= Johnella LaRose =

American grassroots organizer

Johnella LaRose is an American grassroots organizer based in the San Francisco Bay Area who advocates for Indigenous communities and the preservation and restitution of Indigenous lands. Alongside fellow Indigenous rights' activist Corrina Gould, LaRose is a co-founder of Indian People Organizing for Change (IPOC), a San Francisco Bay Area-based organization working to protect and raise awareness about the region's sacred shellmounds, and the Sogorea Te Land Trust, an urban land trust working to restore Indigenous stewardship of occupied Chochenyo and Karkin Ohlone lands in the East Bay Area.

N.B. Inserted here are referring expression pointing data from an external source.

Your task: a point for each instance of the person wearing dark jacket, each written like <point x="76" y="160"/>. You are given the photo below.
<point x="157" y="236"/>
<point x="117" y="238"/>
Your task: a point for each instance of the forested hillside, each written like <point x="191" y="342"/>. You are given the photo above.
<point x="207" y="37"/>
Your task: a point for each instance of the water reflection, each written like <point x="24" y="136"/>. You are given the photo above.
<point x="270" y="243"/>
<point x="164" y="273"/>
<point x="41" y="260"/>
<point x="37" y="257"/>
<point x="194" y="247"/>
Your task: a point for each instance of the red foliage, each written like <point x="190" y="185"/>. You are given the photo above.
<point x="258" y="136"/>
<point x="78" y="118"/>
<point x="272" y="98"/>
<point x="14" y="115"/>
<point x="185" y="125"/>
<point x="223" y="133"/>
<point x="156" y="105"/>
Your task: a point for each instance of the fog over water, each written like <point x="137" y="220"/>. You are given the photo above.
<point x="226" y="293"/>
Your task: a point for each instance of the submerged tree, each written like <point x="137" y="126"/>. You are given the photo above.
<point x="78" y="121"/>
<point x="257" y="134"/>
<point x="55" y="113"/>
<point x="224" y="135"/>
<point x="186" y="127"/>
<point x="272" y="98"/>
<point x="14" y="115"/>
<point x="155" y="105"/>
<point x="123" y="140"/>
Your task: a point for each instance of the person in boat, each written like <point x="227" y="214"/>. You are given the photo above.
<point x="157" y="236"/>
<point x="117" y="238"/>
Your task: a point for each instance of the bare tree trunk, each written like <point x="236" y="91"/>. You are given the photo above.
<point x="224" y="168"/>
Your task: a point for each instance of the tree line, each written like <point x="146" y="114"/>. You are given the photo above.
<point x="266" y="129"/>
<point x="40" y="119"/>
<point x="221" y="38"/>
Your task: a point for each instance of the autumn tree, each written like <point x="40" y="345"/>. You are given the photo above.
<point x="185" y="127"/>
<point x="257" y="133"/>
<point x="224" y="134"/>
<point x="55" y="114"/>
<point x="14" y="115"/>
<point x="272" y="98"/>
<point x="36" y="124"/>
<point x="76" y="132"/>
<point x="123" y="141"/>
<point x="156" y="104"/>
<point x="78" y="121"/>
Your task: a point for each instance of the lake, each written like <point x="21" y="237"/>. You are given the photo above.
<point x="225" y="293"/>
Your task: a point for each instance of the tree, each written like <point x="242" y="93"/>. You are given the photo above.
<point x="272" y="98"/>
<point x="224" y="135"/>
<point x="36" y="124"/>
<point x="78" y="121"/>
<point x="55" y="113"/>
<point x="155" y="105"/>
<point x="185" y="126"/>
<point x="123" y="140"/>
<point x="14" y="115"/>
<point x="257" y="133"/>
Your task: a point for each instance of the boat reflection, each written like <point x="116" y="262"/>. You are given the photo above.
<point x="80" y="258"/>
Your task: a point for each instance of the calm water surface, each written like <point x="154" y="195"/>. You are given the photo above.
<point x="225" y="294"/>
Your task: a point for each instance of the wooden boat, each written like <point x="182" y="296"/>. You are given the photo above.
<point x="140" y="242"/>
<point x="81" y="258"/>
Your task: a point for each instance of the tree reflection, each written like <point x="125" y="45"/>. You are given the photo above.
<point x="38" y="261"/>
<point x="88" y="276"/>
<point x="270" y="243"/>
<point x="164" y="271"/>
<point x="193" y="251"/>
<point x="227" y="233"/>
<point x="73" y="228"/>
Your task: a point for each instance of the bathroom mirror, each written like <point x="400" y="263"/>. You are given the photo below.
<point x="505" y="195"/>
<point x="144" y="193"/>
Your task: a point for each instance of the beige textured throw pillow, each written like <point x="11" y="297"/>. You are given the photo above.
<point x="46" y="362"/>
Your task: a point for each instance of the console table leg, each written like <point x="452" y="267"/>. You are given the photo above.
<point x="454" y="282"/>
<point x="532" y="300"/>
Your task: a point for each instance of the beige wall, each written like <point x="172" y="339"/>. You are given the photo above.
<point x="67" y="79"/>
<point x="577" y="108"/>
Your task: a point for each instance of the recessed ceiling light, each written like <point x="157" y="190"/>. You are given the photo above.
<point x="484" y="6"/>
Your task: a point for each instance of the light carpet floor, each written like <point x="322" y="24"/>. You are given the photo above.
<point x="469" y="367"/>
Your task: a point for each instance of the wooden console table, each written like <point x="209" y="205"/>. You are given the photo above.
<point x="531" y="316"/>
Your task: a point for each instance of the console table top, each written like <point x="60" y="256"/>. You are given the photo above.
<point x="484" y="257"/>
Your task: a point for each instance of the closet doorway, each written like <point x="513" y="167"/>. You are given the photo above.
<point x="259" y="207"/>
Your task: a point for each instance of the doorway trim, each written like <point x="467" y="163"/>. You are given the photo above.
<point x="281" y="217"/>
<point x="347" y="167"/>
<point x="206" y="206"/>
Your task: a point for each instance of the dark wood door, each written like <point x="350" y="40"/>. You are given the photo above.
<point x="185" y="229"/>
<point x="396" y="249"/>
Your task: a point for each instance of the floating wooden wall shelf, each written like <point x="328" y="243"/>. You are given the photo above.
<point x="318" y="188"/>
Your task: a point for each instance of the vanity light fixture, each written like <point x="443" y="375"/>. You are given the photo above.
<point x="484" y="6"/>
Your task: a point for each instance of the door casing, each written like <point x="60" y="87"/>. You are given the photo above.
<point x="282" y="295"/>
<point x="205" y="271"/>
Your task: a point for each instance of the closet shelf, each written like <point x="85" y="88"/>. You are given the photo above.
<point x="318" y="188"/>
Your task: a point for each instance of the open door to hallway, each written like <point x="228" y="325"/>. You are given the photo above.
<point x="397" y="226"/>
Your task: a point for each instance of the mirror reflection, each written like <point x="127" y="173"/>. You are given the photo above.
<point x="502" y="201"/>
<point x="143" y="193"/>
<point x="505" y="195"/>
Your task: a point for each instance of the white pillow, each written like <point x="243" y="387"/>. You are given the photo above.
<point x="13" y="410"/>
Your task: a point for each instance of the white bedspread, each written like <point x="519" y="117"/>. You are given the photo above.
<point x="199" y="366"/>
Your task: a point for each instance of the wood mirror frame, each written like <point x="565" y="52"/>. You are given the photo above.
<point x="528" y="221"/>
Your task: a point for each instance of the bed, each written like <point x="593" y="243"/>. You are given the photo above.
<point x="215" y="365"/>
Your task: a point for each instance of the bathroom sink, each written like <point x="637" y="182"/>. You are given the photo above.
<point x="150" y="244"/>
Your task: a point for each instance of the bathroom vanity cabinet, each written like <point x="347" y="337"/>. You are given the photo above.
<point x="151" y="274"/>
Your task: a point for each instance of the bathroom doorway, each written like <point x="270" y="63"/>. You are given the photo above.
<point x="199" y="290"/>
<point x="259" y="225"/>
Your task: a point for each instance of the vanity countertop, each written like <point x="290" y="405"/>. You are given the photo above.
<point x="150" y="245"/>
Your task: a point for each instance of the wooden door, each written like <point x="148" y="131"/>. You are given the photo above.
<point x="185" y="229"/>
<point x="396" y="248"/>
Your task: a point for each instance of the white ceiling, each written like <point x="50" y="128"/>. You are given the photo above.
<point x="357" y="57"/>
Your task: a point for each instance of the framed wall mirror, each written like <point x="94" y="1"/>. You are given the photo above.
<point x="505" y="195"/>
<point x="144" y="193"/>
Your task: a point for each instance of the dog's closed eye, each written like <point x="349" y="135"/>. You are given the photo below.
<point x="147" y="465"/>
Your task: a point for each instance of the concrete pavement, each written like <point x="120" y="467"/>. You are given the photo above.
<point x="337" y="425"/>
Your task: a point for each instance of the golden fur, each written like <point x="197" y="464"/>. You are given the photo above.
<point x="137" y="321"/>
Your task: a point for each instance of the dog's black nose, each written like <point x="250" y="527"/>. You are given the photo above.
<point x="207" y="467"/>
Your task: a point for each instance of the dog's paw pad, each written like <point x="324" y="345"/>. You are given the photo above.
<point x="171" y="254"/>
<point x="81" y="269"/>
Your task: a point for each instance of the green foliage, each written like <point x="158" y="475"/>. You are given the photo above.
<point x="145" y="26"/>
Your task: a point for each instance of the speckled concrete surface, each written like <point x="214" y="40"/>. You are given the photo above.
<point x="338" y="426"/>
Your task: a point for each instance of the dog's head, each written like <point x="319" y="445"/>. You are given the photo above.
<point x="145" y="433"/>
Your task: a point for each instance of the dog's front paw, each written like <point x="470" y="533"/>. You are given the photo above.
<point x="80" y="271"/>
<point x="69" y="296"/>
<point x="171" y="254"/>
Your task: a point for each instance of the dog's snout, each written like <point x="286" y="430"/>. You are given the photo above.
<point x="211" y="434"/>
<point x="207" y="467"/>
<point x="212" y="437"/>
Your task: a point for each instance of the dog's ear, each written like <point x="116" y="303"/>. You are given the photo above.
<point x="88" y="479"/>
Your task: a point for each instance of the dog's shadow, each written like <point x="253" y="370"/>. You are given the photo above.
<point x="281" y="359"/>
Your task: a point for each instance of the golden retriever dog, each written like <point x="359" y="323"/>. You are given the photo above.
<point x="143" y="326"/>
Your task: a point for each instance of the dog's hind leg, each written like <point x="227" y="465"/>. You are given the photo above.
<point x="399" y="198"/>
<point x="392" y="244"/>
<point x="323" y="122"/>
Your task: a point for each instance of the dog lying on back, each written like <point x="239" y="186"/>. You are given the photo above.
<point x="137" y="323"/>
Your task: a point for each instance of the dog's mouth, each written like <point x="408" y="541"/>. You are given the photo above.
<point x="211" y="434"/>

== Early life and education ==
LaRose was born in Los Angeles, California, and raised on a reservation in Utah. Born to a military family, LaRose travelled frequently in her youth, and graduated from high school in Portland, Oregon, before eventually returning to California. In the late 1970s, she became involved in the Red Power Movement, and lived at the American Indian Movement Freedom and Survival School in Oakland. During this time, she joined the organizing efforts for the Longest Walk. She is a graduate of Mills College with a degree in Sociology and Cultural Anthropology.

== Projects ==

=== Indian People Organizing for Change ===
In 1998, LaRose began working with Corrina Gould to found Indian People Organizing for Change (IPOC), an activist group working to preserve and bring attention to the shellmounds of the Bay Area, such as the West Berkeley Shellmound and the Emeryville Shellmound, the latter of which was demolished and paved over, despite workers uncovering human remains during the excavation. IPOC's many organizing efforts throughout the years have included Peace Walks that simultaneously trace the sacred ancestral sites and protest against their destruction by urban redevelopment and design proposals for the Shellmound heritage sites that present inclusive, historically respectful alternatives to condominium developments being planned at these sites.

=== Sogorea Te' Land Trust ===
The Sogorea Te Land Trust was co-founded in 2012 by LaRose.